SEATTLE — City Councilwoman Kshama Sawant said that the website 15now.org would release details at noon Thursday of her plans to bring a $15-an-hour minimum wage to the city.
The site, 15now.org, even had a countdown clock. But when it hit :00 at noon, nothing happened.
"I think they'll be pretty self-explanatory when it comes to light," said Sawant, who added that she didn't feel comfortable talking about it at City Hall because it's not part of city business yet.
Sawant and Mayor Ed Murray, who were privately sworn into office last Tuesday, Dec. 31, will be sworn in again in a public ceremony on Monday, Jan. 6.
Murray announced late Thursday that he would hold a news conference at 9:30 a.m. Friday to "discuss the next stops to raise the wage to $15 an hour for all Seattle City employees."
Sawant said the $15 issue she campaigned on is still gaining momentum.
"Nearly 100,000 people voted for our campaign, so clearly there is a desire out here to see major change," said Sawant.

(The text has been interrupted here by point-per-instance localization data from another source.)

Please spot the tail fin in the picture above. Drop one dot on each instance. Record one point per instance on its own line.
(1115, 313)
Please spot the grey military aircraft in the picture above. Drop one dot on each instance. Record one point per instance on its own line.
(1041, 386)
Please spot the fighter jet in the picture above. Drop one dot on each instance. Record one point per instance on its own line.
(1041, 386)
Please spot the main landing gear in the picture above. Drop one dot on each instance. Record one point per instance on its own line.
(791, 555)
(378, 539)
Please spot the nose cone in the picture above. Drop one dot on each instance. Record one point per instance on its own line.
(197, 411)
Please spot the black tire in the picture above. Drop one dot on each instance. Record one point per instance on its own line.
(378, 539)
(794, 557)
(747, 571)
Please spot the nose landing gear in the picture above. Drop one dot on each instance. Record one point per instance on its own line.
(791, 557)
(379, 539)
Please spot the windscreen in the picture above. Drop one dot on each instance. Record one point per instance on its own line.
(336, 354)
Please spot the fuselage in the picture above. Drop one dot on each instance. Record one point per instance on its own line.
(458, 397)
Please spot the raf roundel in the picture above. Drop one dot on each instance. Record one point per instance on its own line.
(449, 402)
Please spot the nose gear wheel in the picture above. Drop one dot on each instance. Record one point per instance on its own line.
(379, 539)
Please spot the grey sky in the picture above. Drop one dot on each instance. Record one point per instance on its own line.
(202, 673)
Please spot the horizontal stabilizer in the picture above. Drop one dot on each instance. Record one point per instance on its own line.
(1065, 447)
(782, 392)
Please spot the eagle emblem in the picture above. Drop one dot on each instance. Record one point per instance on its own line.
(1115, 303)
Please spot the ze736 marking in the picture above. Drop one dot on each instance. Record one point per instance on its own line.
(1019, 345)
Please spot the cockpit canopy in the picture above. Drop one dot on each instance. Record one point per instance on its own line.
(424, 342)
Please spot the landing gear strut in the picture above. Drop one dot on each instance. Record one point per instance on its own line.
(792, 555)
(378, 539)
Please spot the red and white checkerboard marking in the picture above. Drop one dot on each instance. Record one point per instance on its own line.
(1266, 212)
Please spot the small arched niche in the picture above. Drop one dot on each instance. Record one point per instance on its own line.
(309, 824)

Voters in the city of SeaTac passed a $15 minimum wage there, but a judge recently ruled that hundreds of employees at the airport are not eligible for raises because it's operated by the Port of Seattle.
Sawant said she hopes the SeaTac workers win on appeal.
She recently joined Murray's special committee to study a minimum wage increase in Seattle, but says she won't back down on her promise of $15 an hour, even if her website is not quite up.
"Our task now is continuing building that support, continuing appealing to people to get engaged, and that`s what the 15-dollar-now task will be."
The 15now.org website provided information on the plans late Thursday night. The site called for supporters to form a grass-roots campaign and donate money ($15) to counter the large "Corporate America" funds that it said will be used to fight the minimum wage increase movement. It also urged supporters of $15 an hour to attend a rally in Seattle on Jan. 12.